Jika hal ini telah jelas, maka puasa itu mempunyai banyak hikmah yang menyebabkannya menjadi salah satu dari kewajiban dan rukun Islam.

Di antara hikmah puasa adalah bahwa ia merupakan 'ibadah kepada Allah Subhaanahu wa Ta'aala yang dilaksanakan oleh hamba untuk mendekatkan diri kepada-Nya dengan cara meninggalkan segala hasrat dan keinginan nafsu, yang berupa makanan, minuman dan bersenggama. Dari situ akan terlihat kesungguhan imannya, kesempurnaan 'ibadahnya kepada Allah, kekuatan cintanya kepada-Nya serta harapannya di sisi-Nya. Manusia tidak akan mau meninggalkan sesuatu yang dicintainya kecuali karena ada yang lebih besar darinya. Manakala seorang mukmin mengetahui bahwa ridha Allah itu ada pada 'ibadah puasa dengan cara meninggalkan syahwatnya -dimana manusia memang tercipta dalam keadaan cinta kepadanya-, maka ia berarti lebih mendahulukan kecintaannya kepada Rabbnya daripada mengikuti hawa nafsunya. Ia rela meninggalkannya sekalipun ia sebenarnya senang mengikuti hawa nafsunya. Ini semata ia lakukan karena kenikmatan dan kedamaian jiwa yang ia rasakan adalah bilamana ia mampu meninggalkan hal itu semata karena Allah. Oleh karena itu, banyak kaum beriman yang seandainya saja dipukuli atau dipenjara untuk dipaksa agar mau berbuka sehari saja di bulan Ramadhan tanpa ada udzur syar'i, maka ia tidak akan mau berbuka. Ini merupakan bagian dari hikmah puasa yang paling agung.

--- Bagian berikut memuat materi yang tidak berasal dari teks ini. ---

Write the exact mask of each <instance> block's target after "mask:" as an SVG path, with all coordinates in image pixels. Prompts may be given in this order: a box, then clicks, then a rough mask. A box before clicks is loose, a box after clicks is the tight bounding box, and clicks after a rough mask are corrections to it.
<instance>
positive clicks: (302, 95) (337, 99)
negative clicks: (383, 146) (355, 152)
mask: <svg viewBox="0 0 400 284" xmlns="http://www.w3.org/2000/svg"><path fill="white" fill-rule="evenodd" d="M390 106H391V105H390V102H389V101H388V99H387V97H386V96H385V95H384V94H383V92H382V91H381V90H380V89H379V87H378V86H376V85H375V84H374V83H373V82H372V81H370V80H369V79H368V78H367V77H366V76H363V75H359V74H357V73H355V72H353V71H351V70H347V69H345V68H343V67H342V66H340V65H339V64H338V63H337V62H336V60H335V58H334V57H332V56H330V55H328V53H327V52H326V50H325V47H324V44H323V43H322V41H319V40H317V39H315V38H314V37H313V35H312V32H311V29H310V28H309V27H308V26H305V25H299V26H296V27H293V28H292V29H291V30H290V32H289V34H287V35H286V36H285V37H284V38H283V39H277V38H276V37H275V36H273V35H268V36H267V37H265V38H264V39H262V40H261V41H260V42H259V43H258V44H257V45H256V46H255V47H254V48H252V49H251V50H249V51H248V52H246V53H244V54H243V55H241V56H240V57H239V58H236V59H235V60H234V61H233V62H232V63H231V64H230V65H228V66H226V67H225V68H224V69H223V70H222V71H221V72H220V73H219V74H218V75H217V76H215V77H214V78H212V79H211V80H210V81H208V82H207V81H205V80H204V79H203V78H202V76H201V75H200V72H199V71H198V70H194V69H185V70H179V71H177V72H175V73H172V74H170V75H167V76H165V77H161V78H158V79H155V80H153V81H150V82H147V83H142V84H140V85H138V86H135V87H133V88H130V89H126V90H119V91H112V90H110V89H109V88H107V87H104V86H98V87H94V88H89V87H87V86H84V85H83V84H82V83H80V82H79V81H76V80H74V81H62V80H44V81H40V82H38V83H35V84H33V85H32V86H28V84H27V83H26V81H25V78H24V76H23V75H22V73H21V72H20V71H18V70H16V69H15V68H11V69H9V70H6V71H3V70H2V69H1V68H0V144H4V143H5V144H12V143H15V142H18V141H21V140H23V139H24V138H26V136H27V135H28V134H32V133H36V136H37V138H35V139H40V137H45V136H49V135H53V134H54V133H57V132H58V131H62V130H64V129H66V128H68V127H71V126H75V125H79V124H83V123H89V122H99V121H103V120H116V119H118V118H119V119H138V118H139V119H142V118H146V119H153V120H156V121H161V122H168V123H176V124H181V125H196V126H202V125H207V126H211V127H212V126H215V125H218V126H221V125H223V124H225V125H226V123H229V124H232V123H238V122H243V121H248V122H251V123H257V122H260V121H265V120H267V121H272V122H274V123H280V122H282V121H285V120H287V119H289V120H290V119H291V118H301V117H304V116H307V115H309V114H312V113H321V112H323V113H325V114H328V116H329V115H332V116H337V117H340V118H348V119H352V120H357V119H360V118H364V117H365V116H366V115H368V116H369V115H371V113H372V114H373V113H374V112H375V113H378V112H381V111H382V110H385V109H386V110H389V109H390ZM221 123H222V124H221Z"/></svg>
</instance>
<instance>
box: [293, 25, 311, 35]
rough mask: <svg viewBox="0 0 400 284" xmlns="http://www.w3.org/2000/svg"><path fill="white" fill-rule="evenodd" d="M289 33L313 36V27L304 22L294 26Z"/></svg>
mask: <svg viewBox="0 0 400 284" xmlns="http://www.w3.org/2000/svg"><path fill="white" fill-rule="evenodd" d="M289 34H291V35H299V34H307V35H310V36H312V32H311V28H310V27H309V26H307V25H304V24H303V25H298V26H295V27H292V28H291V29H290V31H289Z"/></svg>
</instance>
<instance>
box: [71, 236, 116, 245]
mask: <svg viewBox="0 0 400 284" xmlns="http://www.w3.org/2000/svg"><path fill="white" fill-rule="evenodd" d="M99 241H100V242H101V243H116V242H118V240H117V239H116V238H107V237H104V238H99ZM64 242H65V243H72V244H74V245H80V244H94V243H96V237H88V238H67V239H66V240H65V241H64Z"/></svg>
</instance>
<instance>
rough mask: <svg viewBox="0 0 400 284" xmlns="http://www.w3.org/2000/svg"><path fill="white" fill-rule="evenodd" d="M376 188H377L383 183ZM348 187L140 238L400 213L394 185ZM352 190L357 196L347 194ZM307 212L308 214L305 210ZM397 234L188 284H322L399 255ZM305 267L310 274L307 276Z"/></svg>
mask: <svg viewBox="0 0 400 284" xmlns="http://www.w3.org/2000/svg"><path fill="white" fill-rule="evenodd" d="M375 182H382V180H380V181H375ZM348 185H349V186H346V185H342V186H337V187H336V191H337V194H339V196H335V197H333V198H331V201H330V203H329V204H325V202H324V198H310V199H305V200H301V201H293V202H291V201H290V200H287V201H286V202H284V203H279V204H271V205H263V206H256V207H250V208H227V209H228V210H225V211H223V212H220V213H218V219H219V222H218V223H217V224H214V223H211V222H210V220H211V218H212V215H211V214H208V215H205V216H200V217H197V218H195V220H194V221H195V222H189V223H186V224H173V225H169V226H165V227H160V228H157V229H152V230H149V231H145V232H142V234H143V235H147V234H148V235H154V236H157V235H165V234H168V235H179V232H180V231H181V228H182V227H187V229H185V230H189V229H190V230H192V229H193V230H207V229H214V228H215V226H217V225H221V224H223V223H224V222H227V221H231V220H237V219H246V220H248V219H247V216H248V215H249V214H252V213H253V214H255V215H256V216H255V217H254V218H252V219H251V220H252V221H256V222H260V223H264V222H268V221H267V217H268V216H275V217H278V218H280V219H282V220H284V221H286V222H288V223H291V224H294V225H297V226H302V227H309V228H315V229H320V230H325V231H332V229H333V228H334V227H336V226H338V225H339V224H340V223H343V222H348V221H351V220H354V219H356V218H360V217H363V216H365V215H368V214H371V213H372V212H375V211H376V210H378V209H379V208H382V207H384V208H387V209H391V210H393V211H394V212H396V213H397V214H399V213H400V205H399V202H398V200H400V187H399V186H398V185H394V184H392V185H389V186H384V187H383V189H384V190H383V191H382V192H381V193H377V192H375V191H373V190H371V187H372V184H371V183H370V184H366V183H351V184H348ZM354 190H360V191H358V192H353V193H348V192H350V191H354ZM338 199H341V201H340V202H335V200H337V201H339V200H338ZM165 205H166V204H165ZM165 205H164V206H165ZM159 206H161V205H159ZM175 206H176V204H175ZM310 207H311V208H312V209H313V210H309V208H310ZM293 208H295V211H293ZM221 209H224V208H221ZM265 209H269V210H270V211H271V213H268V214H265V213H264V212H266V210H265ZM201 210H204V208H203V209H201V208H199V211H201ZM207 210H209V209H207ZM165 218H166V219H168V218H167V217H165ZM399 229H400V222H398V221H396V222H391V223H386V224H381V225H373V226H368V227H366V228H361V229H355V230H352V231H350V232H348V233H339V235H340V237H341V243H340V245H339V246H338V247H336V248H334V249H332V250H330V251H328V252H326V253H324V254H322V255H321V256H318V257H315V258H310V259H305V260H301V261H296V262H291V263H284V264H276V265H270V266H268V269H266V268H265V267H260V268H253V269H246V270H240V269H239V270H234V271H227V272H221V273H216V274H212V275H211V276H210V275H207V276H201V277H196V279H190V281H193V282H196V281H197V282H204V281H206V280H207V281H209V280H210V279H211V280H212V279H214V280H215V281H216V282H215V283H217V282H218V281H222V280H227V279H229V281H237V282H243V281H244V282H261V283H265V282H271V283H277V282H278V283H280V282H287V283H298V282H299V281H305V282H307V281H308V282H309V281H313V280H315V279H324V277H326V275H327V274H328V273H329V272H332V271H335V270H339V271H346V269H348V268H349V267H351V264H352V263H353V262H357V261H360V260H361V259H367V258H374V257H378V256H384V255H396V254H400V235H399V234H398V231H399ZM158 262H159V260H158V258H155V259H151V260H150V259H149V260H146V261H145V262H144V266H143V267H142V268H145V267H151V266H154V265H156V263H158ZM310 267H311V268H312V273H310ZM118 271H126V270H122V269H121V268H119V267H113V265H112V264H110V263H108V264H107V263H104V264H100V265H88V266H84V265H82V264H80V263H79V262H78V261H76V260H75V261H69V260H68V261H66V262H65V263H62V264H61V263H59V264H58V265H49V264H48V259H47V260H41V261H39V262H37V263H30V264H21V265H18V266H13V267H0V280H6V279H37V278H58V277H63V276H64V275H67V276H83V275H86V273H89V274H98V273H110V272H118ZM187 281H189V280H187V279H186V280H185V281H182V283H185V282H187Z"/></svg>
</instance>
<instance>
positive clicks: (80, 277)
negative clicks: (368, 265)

Hikmah puasa lainnya adalah bahwa ia merupakan penyebab lahirnya ketakwaan. Allah Subhaanahu wa Ta'aala berfirman: "Hai orang-orang yang beriman, diwajibkan atas kamu berpuasa sebagaimana diwajibkan atas orang-orang sebelum kamu agar kamu bertakwa." (Qur-an Surat al-Baqarah (2): ayat 183)

Orang yang berpuasa itu diperintah agar menjalankan ketaatan dan menjauhi segala kemaksiatan. Nabi Shallallaahu 'alaihi wa Sallam bersabda:

"Siapa yang tidak bisa meninggalkan ucapan zur (dusta dan batil, -ed), tindakan zur, dan kejahilan, maka Allah tidak butuh kepada 'amalan meninggalkan makanan dan minuman (puasa) yang dilakukannya." (Hadits Riwayat Imam al-Bukhari)

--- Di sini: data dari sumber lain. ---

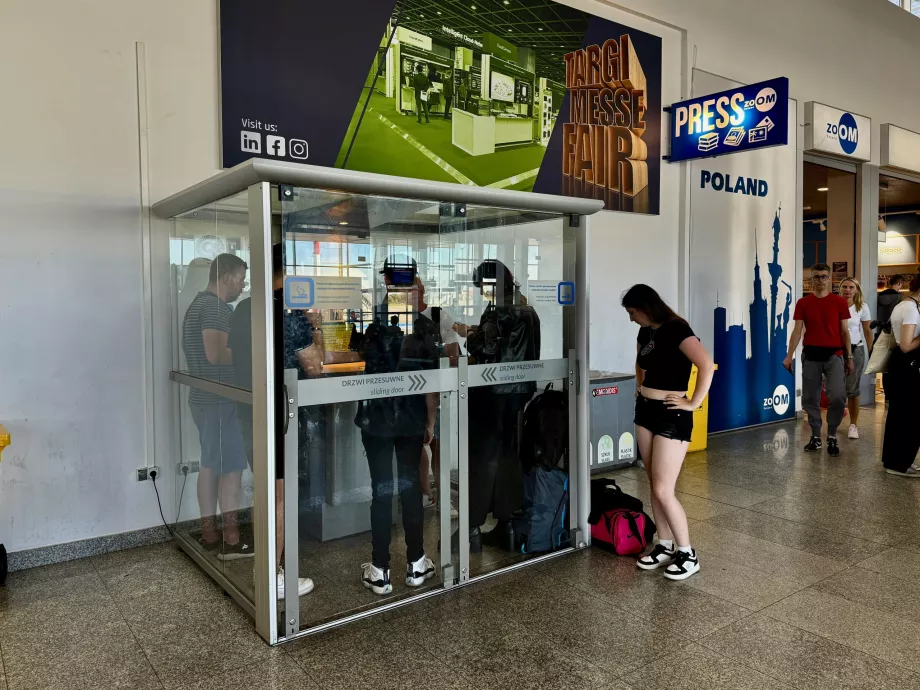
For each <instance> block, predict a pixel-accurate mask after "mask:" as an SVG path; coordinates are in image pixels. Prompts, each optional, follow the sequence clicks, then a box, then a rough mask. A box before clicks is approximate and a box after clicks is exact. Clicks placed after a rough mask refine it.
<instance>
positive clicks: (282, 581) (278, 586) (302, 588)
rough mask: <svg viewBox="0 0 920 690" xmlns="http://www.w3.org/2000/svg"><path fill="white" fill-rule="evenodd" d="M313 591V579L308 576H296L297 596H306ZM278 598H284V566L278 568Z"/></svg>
mask: <svg viewBox="0 0 920 690" xmlns="http://www.w3.org/2000/svg"><path fill="white" fill-rule="evenodd" d="M312 591H313V580H311V579H310V578H309V577H298V578H297V596H300V597H302V596H306V595H307V594H309V593H310V592H312ZM278 598H279V599H284V568H278Z"/></svg>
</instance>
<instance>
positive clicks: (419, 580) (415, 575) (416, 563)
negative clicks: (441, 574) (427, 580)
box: [406, 554, 434, 587]
mask: <svg viewBox="0 0 920 690" xmlns="http://www.w3.org/2000/svg"><path fill="white" fill-rule="evenodd" d="M432 577H434V561H432V560H431V559H430V558H428V556H425V555H424V554H422V557H421V558H419V559H418V560H417V561H416V562H415V563H406V585H407V586H409V587H421V586H422V585H423V584H425V580H428V579H429V578H432Z"/></svg>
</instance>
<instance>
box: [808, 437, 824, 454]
mask: <svg viewBox="0 0 920 690" xmlns="http://www.w3.org/2000/svg"><path fill="white" fill-rule="evenodd" d="M823 447H824V444H823V443H821V439H820V438H818V437H817V436H812V437H811V440H810V441H809V442H808V444H807V445H806V446H805V452H806V453H816V452H818V451H819V450H821V449H822V448H823Z"/></svg>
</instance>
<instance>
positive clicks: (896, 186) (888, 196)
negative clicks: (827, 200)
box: [802, 162, 920, 220]
mask: <svg viewBox="0 0 920 690" xmlns="http://www.w3.org/2000/svg"><path fill="white" fill-rule="evenodd" d="M847 176H850V177H852V184H853V185H854V189H855V184H856V176H855V174H852V173H845V172H842V171H839V170H836V169H834V168H828V167H825V166H823V165H819V164H817V163H809V162H806V163H805V166H804V176H803V182H802V187H803V189H802V197H803V204H802V205H803V206H804V209H803V217H804V218H805V220H809V219H819V218H821V219H823V218H827V192H819V191H818V189H819V188H820V187H828V186H832V183H831V180H830V178H831V177H835V178H837V179H838V180H840V179H841V178H845V177H847ZM854 203H855V201H854ZM878 205H879V213H891V212H898V211H915V210H920V184H917V183H916V182H908V181H906V180H902V179H900V178H897V177H889V176H887V175H884V174H882V175H880V176H879V194H878ZM809 207H810V208H809Z"/></svg>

Jika orang yang berpuasa itu benar-benar merasakan bahwa dirinya sedang menjalankan puasa, maka ketika ia ingin berbuat kemaksiatan, maka ia akan ingat bahwa dirinya sedang berpuasa sehingga akhirnya ia pun segera menahan diri dari berbuat maksiat. Oleh karena itu Rasulullah Shallallaahu 'alaihi wa Sallam menyuruh orang yang sedang berpuasa ketika ada seseorang yang mencacinya agar mengatakan: "Aku orang yang berpuasa!", sebagai peringatan baginya bahwa orang yang sedang berpuasa itu diperintahkan untuk menahan diri dari tindakan mencaci dan mencela, di samping juga sebagai peringatan bagi dirinya sendiri bahwa ia sedang menjalankan puasa sehingga ia harus menahan diri dari membalas celaan orang lain terhadap dirinya.

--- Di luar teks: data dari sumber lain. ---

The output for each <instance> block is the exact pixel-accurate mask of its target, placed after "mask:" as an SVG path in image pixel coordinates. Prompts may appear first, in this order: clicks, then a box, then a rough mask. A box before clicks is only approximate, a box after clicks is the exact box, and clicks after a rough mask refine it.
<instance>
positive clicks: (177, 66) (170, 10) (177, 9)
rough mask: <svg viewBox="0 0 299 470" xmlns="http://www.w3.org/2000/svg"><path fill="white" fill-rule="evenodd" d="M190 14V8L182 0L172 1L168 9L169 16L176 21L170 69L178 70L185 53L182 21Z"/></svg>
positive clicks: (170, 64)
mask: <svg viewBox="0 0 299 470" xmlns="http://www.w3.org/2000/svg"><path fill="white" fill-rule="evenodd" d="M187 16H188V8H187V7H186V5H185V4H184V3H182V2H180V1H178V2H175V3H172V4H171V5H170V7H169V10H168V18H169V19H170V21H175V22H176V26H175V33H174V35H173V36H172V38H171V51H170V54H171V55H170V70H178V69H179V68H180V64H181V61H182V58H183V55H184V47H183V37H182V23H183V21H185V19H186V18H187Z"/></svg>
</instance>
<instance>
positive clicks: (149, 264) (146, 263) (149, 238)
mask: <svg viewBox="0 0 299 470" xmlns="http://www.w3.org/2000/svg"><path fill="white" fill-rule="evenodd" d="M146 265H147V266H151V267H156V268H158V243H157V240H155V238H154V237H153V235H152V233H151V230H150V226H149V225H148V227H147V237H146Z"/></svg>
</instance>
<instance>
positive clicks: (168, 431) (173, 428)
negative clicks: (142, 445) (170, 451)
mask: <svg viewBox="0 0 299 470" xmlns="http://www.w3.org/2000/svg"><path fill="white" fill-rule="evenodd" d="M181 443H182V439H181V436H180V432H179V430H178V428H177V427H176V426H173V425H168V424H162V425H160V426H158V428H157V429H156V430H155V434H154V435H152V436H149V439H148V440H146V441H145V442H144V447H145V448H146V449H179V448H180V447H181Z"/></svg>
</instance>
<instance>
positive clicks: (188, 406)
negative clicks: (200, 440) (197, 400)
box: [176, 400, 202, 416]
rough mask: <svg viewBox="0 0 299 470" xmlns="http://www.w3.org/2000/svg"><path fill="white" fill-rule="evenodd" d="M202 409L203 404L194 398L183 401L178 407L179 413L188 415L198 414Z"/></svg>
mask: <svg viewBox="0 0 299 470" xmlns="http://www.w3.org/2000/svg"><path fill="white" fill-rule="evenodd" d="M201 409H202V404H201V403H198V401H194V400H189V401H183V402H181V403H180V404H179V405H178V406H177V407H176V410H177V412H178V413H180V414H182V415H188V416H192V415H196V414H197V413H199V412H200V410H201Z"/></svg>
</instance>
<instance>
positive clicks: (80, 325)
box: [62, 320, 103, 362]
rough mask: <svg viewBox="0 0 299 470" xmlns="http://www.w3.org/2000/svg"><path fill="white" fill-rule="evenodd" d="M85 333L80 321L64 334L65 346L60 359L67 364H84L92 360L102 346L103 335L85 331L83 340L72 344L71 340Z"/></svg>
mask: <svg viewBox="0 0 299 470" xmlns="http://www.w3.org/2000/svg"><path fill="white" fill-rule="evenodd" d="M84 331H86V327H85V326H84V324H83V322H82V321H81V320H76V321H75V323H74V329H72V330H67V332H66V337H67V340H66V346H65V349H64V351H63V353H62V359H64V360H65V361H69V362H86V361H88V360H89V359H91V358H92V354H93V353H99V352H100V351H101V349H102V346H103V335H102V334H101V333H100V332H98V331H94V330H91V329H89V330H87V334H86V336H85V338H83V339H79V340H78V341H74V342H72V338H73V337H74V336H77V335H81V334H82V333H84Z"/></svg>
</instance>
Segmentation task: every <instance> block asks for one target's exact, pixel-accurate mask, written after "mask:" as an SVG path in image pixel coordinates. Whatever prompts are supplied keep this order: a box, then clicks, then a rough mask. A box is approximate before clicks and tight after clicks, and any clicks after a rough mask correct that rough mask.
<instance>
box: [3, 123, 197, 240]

Hikmah puasa lainnya adalah bahwa hati akan benar-benar terfokuskan untuk berpikir dan berdzikir. Sebab, sebaliknya, memenuhi syahwat akan melahirkan kelalaian, dan bahkan barangkali akan membuat hati menjadi keras dan membutakannya dari melihat kebenaran. Oleh karena itu, Rasulullah Shallallaahu 'alaihi wa Sallam memberikan petunjuk agar makan dan minum ala kadarnya. Nabi Shallallaahu 'alaihi wa Sallam bersabda:

"Tidak ada bejana yang lebih jelek yang diisi anak Adam dari perut. Cukuplah kiranya beberapa suap makanan baginya untuk menegakkan tulang punggungnya. Jika tidak dapat dihindarkan, maka sepertiga isi perutnya itu untuk makanan, sepertiganya untuk minuman dan sepertiganya lagi untuk pernapasan." (Hadits Riwayat Imam Ahmad, Imam an-Nasa-i, Imam Ibnu Majah) (16)

Dalam kitab Shahih Muslim disebutkan riwayat bahwa Hanzhalah al-Usaidi, salah seorang penulis Rasulullah Shallallaahu 'alaihi wa Sallam pernah berkata kepada Nabi Shallallaahu 'alaihi wa Sallam: "Hanzhalah telah berbuat kemunafikan." Rasulullah Shallallaahu 'alaihi wa Sallam bersabda: "Mengapa demikian?" Ia menjawab: "Ya Rasulullah, ketika kami berdiri di sisimu engkau mengingatkan kami akan Neraka dan Surga, seakan kami benar-benar melihatnya dengan mata kepala. Namun ketika kami telah pergi dari sisimu, kami bergelut lagi dengan isteri, anak dan pekerjaan sehingga akhirnya kami banyak lupa lagi." Selanjutnya disebutkan bahwa Nabi Shallallaahu 'alaihi wa Sallam bersabda: "Tapi, wahai Hanzhalah, memang harus bertahap waktu demi waktu." Beliau Shallallaahu 'alaihi wa Sallam mengatakan hal ini sampai tiga kali.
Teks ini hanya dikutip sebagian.